How is it approaching spring already? We’ve been as busy as always at ClickHouse, writing new content, hosting events, releasing software and…of course…sharing as much of the internals with you as we can. We’ve reordered this month’s newsletter to get into the query of the month more quickly, but the customary reading list and upcoming events appear at the bottom.
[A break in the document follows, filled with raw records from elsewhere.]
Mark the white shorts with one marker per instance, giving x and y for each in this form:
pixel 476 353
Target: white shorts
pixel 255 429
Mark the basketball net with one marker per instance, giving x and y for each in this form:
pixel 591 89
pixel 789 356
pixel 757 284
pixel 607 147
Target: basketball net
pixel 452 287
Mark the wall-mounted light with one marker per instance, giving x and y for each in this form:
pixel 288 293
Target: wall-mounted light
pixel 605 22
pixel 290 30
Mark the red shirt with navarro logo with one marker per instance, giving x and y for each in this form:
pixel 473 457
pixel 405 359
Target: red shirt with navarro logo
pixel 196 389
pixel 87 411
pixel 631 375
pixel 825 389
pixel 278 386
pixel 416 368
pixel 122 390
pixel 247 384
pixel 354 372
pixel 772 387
By the way, if you’re reading this on our website, did you know you can receive every monthly newsletter as an email in your inbox? Sign up here.

ClickHouse v23.2

  • 18 new features.
  • 30 performance optimisations.
  • 43 bug fixes.

Multiple SQL language features and extended integrations support. But, as always, there are a few headline items worth checking out. You can read about all the features in detail in the v23.2 blog post and, if you are interested,, don’t forget to sign-up for the live v23.3 release presentation (Q&A welcome).

Multi-stage PREWHERE

The PREWHERE clause has been a feature in ClickHouse since the first OSS release. This optimization is designed to reduce the number of rows a query is required to read, and prior to 22.2 used, a 2-step execution process.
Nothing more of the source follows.